Tobin wins the “candidate with the most interesting job” contest easily. He’s a nuclear power plant inspector. Really. It’s sort of a part-time affair, all-consuming for days at a time, with weeks between to spend in the community he loves. Specifically, Tobin’s a data analyst on a team that inspects the plant steam generators, so he’s been around a lot of radiation. If he seems to be glowing, he insists it’s just positive juju from all his volunteer work.

Listing all the local projects with Tobin’s name on them is a chore. It might be easier to list the community activities Tobin’s NOT involved in.

Tobin, a Rotary Club past-president, had a hand in the conversion of the old fire house into the senior center. Later, he played an active part in the development of the Community Services District Teen Center and Skate Park. A couple of years later along came the Jeff Mitchell Field project, which was partially funded by Rotary. He currently co-chairs the Veterans Memorial committee.

Along the way there’s been a steady stream of smaller projects. The non-profits, service clubs and CSD officials all know him by name and reputation as a hard-working volunteer with a broad smile.

Tobin’s campaign website,, confirms his commitment to open communication, teamwork, unity, and positive change in the district. “I affirm the importance of working together to find solutions,” he states. “I will treat everyone with fairness, dignity and respect in all matters.”

He plans to put all his compensation in a discretionary fund to help others.

Every candidate has projects they’d like to accomplish on the board. Tobin suggests expanding recreation activities beyond the core first-aid, sports and fitness classes.

“How about classes in entrepreneurship and small business,” he asked. “Perhaps local fire officials would sponsor a class in fire safe practices.”

Once Tobin gets going, it can be tough to turn it down. “A local auto repair shop might host a maintenance class. EID could offer a water conservation class.”
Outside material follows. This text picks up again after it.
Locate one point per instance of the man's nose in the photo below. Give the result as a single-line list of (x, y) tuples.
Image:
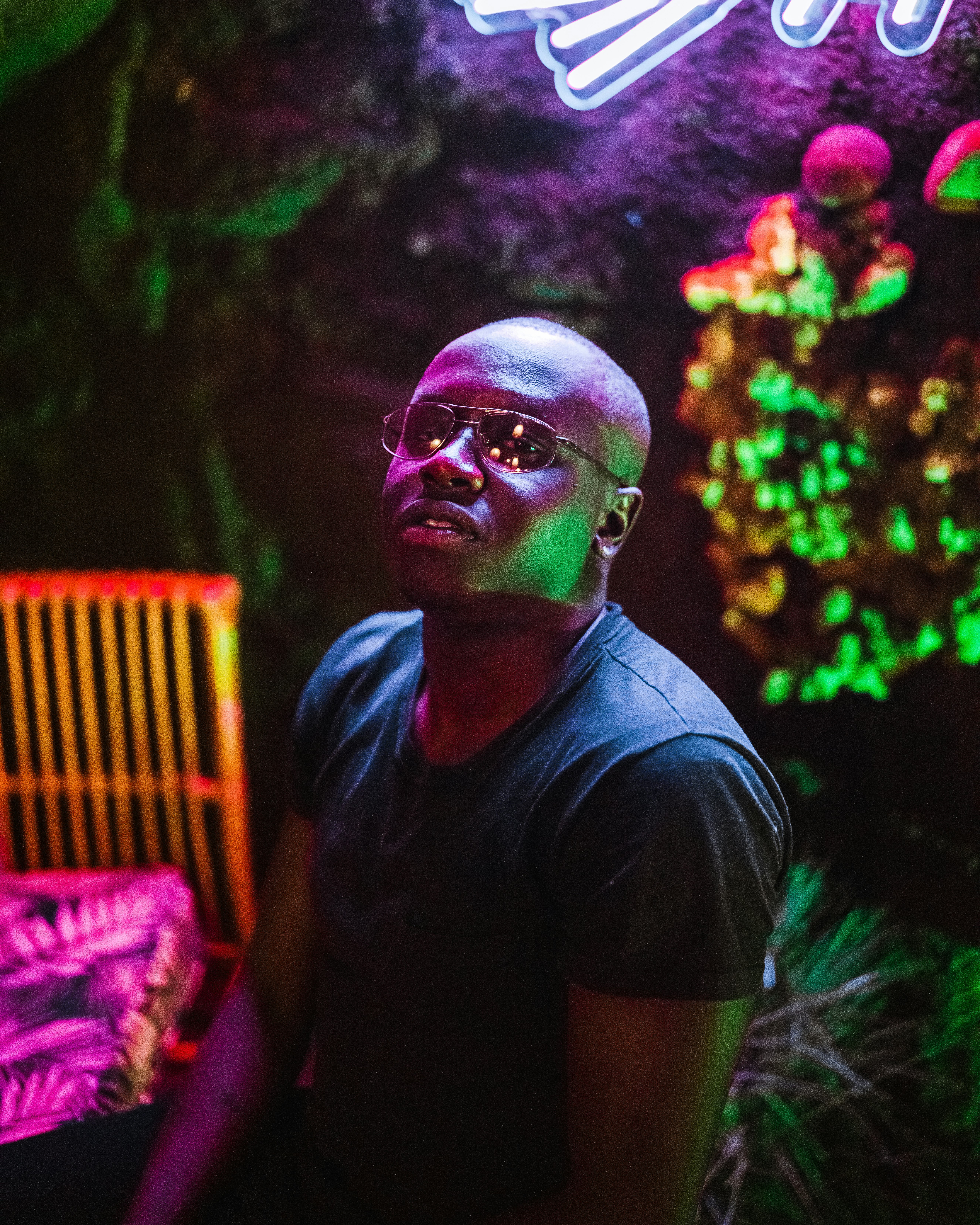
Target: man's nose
[(455, 466)]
Before planning any new parks, Tobin suggests a fresh look at the existing parks with an eye to making them better. “How about making our parks a little more comfortable,” he suggests.

Can a brother get a little shade? Tobin suggests benches, picnic tables, walkways and,  yes, shade structures be considered as low-cost methods to leverage the district’s existing investment in developed open space, and a way to justify the cost of its ongoing upkeep.
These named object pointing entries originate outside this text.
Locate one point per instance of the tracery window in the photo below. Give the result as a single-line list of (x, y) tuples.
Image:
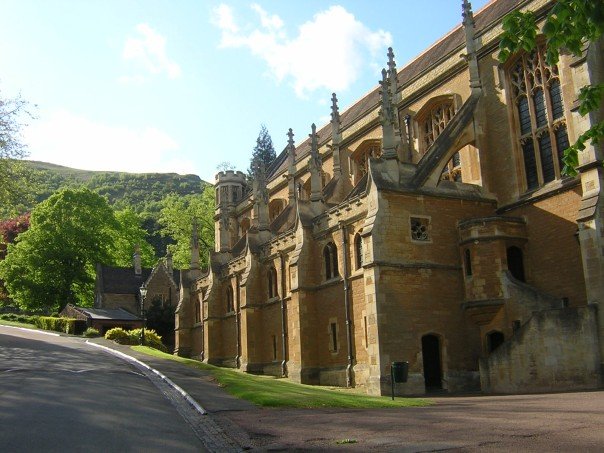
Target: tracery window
[(229, 296), (358, 251), (435, 121), (330, 258), (539, 111), (272, 283)]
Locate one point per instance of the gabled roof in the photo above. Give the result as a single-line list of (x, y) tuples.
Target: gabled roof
[(455, 39), (122, 280), (115, 314)]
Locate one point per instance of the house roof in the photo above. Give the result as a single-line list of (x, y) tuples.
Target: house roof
[(123, 280), (440, 50), (116, 314)]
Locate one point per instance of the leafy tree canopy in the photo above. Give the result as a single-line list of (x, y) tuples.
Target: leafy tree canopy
[(53, 262), (177, 217), (15, 181), (263, 154), (569, 26)]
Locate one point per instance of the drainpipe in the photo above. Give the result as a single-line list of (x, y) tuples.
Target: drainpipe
[(346, 306), (203, 328), (283, 326), (238, 324)]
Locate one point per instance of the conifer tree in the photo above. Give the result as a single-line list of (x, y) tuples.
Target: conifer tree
[(263, 154)]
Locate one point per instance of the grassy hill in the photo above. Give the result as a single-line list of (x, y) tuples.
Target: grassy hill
[(142, 192)]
“Even cars like shade,” he said, wondering about financing terms of the combination shade structures/solar farms that are cropping up in the area.

“Wouldn’t it be nice for a mom who’s leaving the Promontory Park sprayground with her toddler to not worry about baking the kid before she can get him strapped in and moving?”
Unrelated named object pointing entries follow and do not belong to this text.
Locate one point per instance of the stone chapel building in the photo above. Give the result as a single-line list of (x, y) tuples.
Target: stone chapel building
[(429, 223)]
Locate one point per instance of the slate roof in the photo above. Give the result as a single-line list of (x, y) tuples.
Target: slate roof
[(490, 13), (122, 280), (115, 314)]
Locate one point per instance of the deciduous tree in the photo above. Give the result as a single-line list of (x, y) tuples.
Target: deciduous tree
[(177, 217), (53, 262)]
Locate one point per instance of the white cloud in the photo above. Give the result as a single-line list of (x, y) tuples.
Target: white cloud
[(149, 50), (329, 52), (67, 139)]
He’s also like to see a handicap play area that would allow children with disabilities to play beside their nondisabled peers.

Tobin hates to see non-profits and youth groups treated like just another revenue source when they ask about CSD facility usage. “We should treat Hands4Hope and the Vision Coalition like partners,” he said.

He points out that the CSD staff has done a lot of talking about volunteer projects, but hasn’t delivered much. “Maybe if we treated our local non-profits better they’d help us out in return.”

Why spend so much time volunteering? “I’m not a bowler and not a golfer, not a good one anyway,” he said. “Volunteering is my hobby, and I’m actually pretty good at it.”

Tobin said his agenda is simply to fulfill the CSD’s mission: to improve the quality of life for El Dorado Hills residents through responsible leadership and by providing superior services and facilities. He also likes the district’s core values: integrity, excellence, customer service, professionalism and creativity.